4. Conclusion The spatial and spectral behavior with nonuniform gain was studied in both weak and strong scattering random lasers. The previous time dependent theory of random laser is improved to nonuniform gain regime by introducing an independent electric field to describe the excitation pulse. The nonuniform gain of the 2D sample comes from the inherent multiple light scattering of
the pumping pulse. By use of the FDTD method, a numerical study on lasing behavior in 2D active random media was performed. Simulation results of a random system with uniform and nonuniform gain were compared, both in weak and strong scattering regime. For weak scattering regime, all the lasing modes correspond to the resonances of the passive system whether the inherent nonuniform gain is considered.
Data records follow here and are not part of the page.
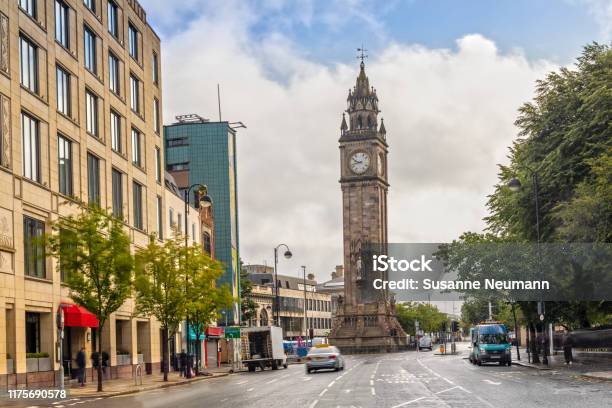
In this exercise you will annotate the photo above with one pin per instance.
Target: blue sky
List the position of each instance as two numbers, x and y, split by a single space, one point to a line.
329 31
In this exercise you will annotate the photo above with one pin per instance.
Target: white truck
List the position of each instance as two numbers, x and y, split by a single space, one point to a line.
262 347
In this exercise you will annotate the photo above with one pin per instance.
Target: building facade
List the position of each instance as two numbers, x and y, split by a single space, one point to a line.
199 151
80 121
293 295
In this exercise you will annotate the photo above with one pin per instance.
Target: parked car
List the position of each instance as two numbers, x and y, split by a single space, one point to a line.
324 356
425 342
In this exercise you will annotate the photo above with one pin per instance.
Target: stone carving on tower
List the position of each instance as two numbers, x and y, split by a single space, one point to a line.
365 321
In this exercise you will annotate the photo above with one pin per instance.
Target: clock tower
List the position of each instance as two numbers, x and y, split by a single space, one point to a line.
365 320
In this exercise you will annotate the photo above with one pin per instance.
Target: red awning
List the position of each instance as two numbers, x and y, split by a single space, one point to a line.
77 316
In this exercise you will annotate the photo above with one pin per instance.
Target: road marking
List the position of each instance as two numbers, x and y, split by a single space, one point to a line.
448 389
408 402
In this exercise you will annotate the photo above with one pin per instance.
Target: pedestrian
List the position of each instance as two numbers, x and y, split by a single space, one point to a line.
567 349
183 364
80 360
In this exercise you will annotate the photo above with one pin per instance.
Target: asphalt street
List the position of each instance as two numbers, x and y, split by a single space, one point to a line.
407 379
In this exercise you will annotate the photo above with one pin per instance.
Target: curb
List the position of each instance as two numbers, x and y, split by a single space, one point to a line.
107 394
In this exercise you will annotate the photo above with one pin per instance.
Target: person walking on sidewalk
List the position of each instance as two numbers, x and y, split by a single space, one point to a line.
80 360
567 349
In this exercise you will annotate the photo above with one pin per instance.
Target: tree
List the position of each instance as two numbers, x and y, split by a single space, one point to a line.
429 317
94 256
160 287
203 299
247 305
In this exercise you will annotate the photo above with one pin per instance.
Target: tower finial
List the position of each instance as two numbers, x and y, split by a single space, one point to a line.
362 54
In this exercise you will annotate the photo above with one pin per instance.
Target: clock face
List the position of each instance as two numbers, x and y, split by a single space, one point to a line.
359 162
381 164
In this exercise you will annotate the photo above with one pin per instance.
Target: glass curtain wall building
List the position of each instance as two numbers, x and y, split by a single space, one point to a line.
199 151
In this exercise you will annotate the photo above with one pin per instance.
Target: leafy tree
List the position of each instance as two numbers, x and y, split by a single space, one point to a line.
204 299
94 257
160 287
429 317
247 304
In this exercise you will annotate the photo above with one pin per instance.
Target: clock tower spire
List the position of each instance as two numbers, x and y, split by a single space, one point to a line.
365 320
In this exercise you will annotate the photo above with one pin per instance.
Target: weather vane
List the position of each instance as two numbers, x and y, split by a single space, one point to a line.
362 53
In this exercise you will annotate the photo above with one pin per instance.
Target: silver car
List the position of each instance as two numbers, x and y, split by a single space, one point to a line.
324 356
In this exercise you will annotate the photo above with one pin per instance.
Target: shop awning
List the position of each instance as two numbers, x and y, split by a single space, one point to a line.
78 316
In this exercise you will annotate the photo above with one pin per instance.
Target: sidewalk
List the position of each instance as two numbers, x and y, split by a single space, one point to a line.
600 369
124 386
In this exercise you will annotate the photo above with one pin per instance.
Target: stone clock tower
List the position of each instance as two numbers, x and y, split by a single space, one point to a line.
365 320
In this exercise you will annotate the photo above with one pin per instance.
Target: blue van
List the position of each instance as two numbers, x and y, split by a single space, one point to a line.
490 344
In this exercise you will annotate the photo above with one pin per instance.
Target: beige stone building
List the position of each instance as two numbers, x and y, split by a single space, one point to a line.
80 119
292 297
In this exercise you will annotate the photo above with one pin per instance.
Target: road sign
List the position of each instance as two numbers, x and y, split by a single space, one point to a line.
232 332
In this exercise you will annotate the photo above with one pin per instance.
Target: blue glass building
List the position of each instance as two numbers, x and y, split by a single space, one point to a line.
199 151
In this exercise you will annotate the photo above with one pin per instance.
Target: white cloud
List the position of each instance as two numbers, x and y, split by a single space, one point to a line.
449 116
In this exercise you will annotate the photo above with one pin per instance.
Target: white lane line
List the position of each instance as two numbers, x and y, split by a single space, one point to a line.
448 389
408 402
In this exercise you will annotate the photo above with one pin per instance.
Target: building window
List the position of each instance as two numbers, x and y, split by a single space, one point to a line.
178 166
63 91
93 179
113 73
115 130
136 148
34 250
179 141
157 164
64 160
62 33
90 50
160 225
31 147
32 332
29 6
206 243
155 64
91 113
28 64
113 20
117 194
133 41
156 115
138 222
90 4
134 93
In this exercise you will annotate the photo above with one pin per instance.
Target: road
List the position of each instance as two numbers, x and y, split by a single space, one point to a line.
407 379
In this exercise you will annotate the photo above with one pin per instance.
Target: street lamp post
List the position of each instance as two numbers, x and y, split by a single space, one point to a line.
515 185
203 201
287 255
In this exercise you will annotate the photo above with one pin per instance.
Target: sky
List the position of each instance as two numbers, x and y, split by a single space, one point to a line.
450 76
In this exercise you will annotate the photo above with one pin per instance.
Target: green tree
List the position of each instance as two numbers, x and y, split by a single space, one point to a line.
429 317
160 287
94 257
204 300
247 304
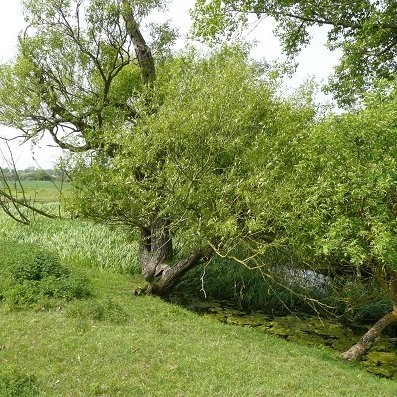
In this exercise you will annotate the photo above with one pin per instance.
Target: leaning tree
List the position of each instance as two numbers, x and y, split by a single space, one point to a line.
340 200
166 142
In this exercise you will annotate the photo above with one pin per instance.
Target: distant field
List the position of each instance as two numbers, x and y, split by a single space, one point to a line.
39 191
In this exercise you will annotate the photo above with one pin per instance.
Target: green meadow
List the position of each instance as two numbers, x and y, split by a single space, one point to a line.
37 191
109 342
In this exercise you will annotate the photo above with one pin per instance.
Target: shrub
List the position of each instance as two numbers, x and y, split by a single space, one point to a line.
32 277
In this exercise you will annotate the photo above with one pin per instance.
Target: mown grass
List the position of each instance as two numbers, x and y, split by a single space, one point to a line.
158 349
117 344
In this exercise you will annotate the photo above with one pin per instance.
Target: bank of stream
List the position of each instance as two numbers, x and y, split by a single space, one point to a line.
300 328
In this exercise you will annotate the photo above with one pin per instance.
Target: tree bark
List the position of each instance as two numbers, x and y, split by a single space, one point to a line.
156 253
370 337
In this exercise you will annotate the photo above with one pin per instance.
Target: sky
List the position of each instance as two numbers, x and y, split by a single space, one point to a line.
314 61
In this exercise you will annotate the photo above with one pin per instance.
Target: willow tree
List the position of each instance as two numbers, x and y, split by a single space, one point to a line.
168 140
340 201
364 30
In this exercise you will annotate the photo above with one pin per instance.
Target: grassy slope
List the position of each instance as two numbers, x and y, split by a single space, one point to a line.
160 350
163 350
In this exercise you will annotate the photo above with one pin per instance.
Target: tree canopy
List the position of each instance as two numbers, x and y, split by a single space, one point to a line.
365 31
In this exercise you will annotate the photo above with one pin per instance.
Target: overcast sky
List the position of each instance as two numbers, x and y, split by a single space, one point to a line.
315 61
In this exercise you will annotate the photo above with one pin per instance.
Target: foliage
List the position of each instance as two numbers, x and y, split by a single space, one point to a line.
34 278
77 242
75 72
190 159
364 30
336 203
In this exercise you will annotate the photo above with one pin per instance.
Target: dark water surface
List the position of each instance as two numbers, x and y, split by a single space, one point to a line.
305 329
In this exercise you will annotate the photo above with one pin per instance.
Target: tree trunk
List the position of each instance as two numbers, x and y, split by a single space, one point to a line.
370 337
142 50
156 253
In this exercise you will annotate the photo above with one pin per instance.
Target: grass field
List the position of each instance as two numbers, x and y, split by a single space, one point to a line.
39 191
151 348
117 344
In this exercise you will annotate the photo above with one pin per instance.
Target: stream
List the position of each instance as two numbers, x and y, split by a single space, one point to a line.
305 329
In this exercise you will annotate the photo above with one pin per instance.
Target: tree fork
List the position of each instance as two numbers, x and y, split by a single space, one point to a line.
370 337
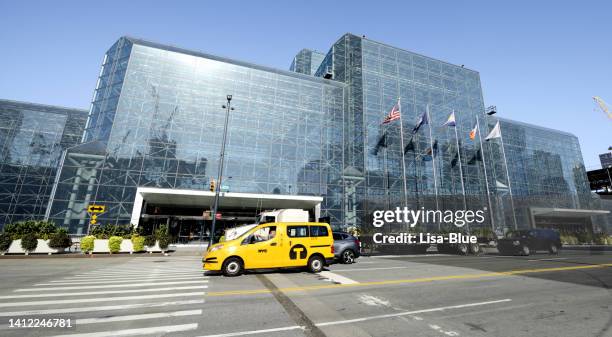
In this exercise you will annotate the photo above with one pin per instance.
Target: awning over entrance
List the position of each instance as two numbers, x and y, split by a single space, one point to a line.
204 199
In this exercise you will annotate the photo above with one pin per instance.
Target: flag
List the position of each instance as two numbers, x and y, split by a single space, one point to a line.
409 146
473 132
422 120
451 120
393 115
431 152
477 157
495 133
382 142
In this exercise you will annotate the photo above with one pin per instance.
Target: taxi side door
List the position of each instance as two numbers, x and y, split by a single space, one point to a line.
297 245
261 248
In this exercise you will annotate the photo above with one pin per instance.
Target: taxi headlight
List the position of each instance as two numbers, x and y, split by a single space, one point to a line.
217 247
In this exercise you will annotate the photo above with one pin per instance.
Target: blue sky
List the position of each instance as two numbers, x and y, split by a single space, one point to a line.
540 62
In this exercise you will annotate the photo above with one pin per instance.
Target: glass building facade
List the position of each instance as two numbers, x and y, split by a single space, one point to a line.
307 61
317 130
32 140
157 121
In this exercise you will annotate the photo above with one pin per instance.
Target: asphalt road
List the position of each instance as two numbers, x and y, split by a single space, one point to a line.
432 295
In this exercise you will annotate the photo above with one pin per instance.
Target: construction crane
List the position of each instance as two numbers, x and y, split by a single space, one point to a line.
603 106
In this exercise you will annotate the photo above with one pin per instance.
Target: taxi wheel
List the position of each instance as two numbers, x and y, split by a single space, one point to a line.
315 264
232 267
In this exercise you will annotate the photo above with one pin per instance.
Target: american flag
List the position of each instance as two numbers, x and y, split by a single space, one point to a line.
393 115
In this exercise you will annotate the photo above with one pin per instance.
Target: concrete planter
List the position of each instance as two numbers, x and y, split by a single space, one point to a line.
156 249
101 246
41 248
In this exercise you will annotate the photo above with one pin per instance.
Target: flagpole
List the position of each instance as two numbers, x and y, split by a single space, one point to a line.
433 159
501 137
460 168
399 106
484 165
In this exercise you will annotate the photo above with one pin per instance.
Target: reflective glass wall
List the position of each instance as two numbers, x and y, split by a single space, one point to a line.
32 139
284 134
437 174
307 61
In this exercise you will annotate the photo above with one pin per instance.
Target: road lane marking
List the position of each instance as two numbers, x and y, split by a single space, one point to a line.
125 291
362 319
118 281
550 259
91 309
99 299
406 313
373 301
99 286
138 317
338 279
415 280
257 332
366 269
135 332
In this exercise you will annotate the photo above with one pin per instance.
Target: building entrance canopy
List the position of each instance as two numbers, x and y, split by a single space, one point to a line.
204 200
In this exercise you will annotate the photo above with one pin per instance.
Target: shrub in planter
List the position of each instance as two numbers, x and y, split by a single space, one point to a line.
5 242
29 242
149 240
114 244
60 240
87 243
138 242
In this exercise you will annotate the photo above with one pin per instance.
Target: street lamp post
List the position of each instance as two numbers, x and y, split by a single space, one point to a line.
227 108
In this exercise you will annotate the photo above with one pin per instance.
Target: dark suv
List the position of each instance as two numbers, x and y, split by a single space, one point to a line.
346 247
524 242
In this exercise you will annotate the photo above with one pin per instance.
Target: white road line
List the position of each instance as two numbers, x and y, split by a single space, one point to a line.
100 286
135 332
256 332
99 299
405 313
107 281
121 278
132 272
138 317
366 269
104 292
91 309
550 259
336 278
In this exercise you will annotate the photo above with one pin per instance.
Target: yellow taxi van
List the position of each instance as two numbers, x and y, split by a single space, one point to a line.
274 245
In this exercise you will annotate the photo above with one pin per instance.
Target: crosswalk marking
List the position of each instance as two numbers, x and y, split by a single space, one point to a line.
99 299
124 291
135 332
139 297
138 317
103 308
149 284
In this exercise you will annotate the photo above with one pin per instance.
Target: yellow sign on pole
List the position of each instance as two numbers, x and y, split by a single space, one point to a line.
96 208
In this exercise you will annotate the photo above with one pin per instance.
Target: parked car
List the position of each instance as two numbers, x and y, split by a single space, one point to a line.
525 242
346 247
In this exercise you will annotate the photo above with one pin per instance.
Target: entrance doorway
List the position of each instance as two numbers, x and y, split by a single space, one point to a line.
183 211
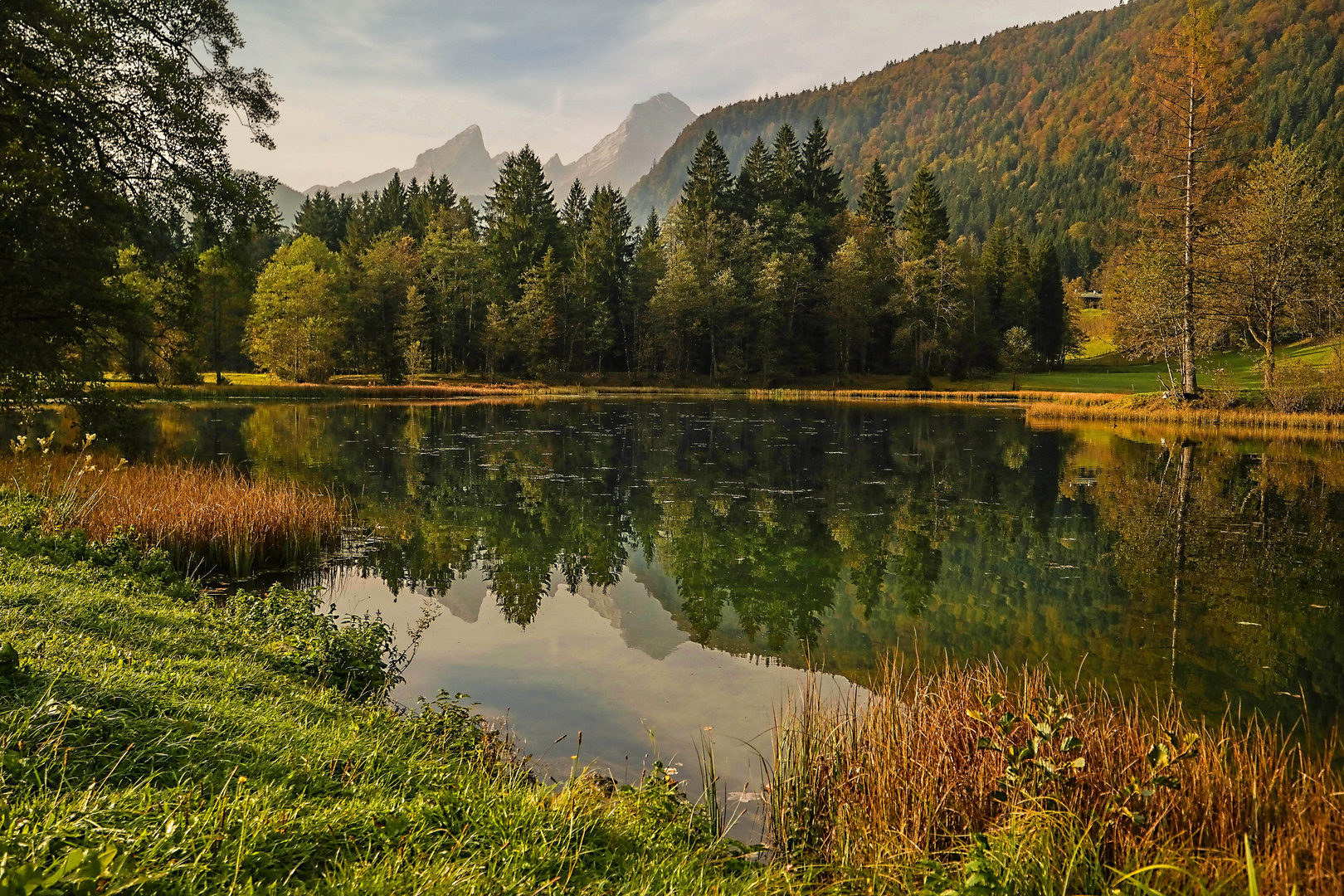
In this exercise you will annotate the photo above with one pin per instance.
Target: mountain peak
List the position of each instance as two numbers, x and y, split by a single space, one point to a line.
626 153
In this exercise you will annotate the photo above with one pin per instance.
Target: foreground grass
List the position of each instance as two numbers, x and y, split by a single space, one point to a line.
1036 787
155 743
206 519
152 740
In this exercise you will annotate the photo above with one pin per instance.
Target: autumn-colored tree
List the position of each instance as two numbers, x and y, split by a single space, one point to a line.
1195 86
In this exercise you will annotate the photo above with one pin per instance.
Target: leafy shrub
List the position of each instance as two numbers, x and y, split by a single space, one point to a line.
1225 392
1332 384
357 655
1292 387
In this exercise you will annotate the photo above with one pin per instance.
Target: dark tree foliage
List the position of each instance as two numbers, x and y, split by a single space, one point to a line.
819 180
709 186
925 217
574 217
753 183
1051 319
110 123
520 221
324 218
785 164
608 253
875 201
1031 125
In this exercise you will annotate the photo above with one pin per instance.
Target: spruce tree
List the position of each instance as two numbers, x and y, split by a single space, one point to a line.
709 180
752 187
574 217
875 201
925 215
819 182
606 273
1051 320
323 218
784 168
390 207
520 221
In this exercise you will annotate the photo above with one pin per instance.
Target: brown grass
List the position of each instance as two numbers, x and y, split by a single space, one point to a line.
884 781
1157 410
205 518
964 395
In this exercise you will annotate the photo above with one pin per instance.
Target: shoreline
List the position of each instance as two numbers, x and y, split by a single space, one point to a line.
1051 407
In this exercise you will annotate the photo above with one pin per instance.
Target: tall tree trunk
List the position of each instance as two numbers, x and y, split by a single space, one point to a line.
1187 468
1190 387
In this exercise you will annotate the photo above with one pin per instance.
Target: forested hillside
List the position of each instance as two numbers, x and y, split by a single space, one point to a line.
1031 125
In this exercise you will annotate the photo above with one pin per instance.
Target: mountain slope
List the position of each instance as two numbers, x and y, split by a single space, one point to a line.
626 153
619 158
1031 124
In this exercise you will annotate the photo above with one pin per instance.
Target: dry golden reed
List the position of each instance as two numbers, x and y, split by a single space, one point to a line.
206 518
901 774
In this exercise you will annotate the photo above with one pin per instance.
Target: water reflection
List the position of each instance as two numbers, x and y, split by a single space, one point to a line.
832 533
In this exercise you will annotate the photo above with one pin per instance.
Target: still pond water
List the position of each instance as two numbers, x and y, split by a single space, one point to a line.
641 571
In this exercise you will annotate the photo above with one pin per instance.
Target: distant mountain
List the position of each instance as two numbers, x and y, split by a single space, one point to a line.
626 153
619 158
288 201
1031 124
The amount of the lasing peaks decreases and the frequency separation between them increases for the nonuniform gain case. For strong scattering regime, the result is quite different. The system transform from diffusive to localization as the multiple scattering process increase. Because the random laser action in localized state was determined by quasi-state modes, different spatial distribution of the lightwave will lead to a different mode structure. Once the inherent nonuniform gain is introduced, the spatial distribution of the emission changes, which will result in the creation of new lasing modes in the random system. Because the nonuniform gain caused by the multiple scattering of the pumping light is universal in all the random laser systems, we think our modified model produce more accurate results than the previous time dependent random laser theory.
Acknowledgment This work was supported by the Guangdong Natural Science Foundation (No. 2014A030313618) and the Foundation for Distinguished Young Talents in Higher Education of Guangdong, China (No. 2014KQNCX180).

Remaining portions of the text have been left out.